Address: 167 – 169 Wardour Street, London, W1F 8WR
Telephone: 020 7287 4243
I don’t know about you, but I have mixed feelings about the rise in those mega-deal, Buy-One-Get-One-Free meal vouchers. You know, the ones you get from colleagues and family members in those round-robin emails and inevitably print out illicitly using the printers at work. In some ways they’re amazing and have helped me dine out through many of my perennial, erm, cash-flow problems but I do have nagging doubts about the quality of food you get on a voucher meal, I massively resent going anywhere that does a deal unless I have a print-out in my sweaty palms and then there is still that unshakeable shame, the sheer indignity of presenting your voucher to the waitress. Do you just leave it on the table so that they will see it without you having to admit to being a pleb or cheeks flushed, eyes downcast, a coy smile dancing on your lips, do you draw it to their attention? It’s a bloody mine-field.

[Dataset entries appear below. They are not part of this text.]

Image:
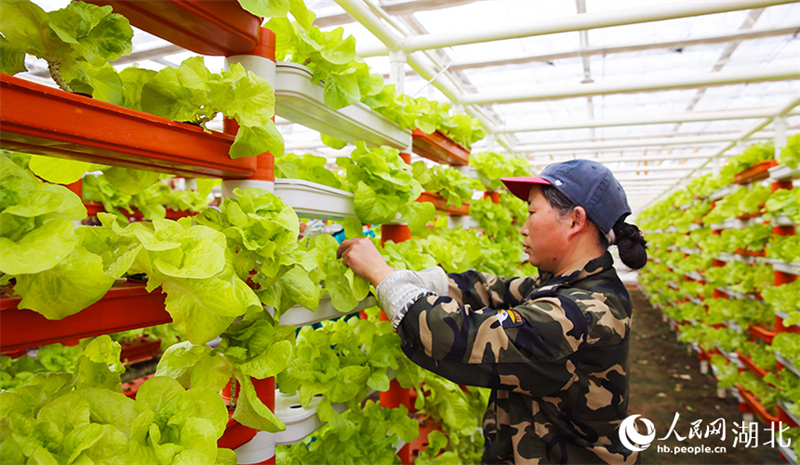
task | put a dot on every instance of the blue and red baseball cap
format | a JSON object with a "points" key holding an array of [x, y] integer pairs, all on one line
{"points": [[586, 183]]}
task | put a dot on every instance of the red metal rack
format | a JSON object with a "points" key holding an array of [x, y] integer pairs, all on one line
{"points": [[440, 148], [99, 132], [207, 27], [20, 329]]}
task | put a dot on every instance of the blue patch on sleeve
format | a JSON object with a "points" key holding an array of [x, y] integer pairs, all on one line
{"points": [[510, 318]]}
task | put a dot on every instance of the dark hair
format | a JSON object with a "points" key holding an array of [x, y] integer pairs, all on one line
{"points": [[629, 239]]}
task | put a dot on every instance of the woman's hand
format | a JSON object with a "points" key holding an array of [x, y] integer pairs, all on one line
{"points": [[361, 256]]}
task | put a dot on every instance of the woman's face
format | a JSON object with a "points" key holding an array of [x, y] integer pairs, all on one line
{"points": [[545, 233]]}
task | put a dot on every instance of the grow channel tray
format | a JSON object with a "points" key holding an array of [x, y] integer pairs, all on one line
{"points": [[312, 200], [299, 422], [788, 454], [465, 222], [783, 173], [440, 148], [786, 267], [207, 27], [299, 100], [786, 407], [301, 316], [787, 364], [441, 205], [99, 132], [782, 220], [125, 307]]}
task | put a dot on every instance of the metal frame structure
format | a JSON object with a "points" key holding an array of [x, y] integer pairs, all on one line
{"points": [[654, 153], [419, 51]]}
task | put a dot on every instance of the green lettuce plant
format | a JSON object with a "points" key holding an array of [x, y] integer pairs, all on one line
{"points": [[77, 42], [788, 345], [785, 202], [492, 166], [785, 298], [152, 202], [347, 80], [84, 418], [384, 186], [307, 167], [445, 181], [749, 157], [790, 154], [252, 347], [786, 248], [373, 439], [261, 233]]}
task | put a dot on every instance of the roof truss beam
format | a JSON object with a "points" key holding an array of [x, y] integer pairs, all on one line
{"points": [[685, 117], [574, 23], [781, 73], [395, 8], [624, 48]]}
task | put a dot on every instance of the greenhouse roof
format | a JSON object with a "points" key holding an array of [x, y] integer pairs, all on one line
{"points": [[659, 92]]}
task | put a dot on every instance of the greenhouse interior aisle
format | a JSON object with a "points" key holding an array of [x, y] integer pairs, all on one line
{"points": [[178, 177], [666, 379]]}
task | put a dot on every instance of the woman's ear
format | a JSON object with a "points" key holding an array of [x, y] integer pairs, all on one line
{"points": [[578, 219]]}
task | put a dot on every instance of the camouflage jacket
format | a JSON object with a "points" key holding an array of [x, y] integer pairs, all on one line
{"points": [[554, 350]]}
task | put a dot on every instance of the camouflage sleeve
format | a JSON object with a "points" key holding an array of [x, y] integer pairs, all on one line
{"points": [[531, 348], [485, 290]]}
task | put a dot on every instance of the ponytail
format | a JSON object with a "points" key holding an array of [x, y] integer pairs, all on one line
{"points": [[631, 244]]}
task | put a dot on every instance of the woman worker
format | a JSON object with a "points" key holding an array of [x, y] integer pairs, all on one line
{"points": [[553, 349]]}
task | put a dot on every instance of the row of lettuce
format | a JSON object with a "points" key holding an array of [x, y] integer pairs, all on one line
{"points": [[204, 264], [79, 41], [221, 268], [702, 241]]}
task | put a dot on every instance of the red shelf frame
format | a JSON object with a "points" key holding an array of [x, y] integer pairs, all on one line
{"points": [[99, 132], [123, 308], [93, 208], [755, 406], [762, 333], [748, 362], [426, 426], [441, 204], [440, 148], [132, 387], [139, 350], [757, 172], [207, 27]]}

It’s a conundrum I had to face yet again when I wandered to SoHo with half of my Pub Quiz team, armed with a 2-4-1 Tasting Menu voucher for Imlis. This meant we could have a set-menu of Indian tapas or Thali if you prefer, with starters, main and dessert: all for £15 a head. It is sleek, smart almost nondescript and lacking in the charming and exotic decor that coloured all of my childhood experiences – as a young Brummie girl in the 80s- of going for dinner down the Curry House. The service was exemplary: attentive, friendly and quiet.
The food was presented and explained perfectly. We started with Coriander Vardi, Aloo Tikki Ragda and for the first time ever I tried Papdi Chaat: a despicably tasty combination of whole wheat crisps, bean sprouts, vermicelli, sweet yoghurt and mint chutney, which absolutely knocked my socks off. Next the bowls of curry arrived – not much we thought, but it was truly a case of our eyes being bigger than our bellies – there was Tiger Prawn Masala, Chicken Haryali, Rajasthani Lamb and oodles of sundries like rice, chapatis and daal. The curries were pretty good, although the daal was pretty watery and not the silky creamy dish that we had hoped for. We JUST about had room for a scoop of ice cream each and it turns out fig and ginger is a tounge-tingling combination. Utterly divine.
All of this for £15 a head – in relaxed surroundings, with smiley service – is really rather incredible. However, a little of me hankers for the curry houses of my youth: the fishtanks, faraway music and terrible wallpaper. The food too lacked drama. It needed more spice, more sizzle, more colour and life.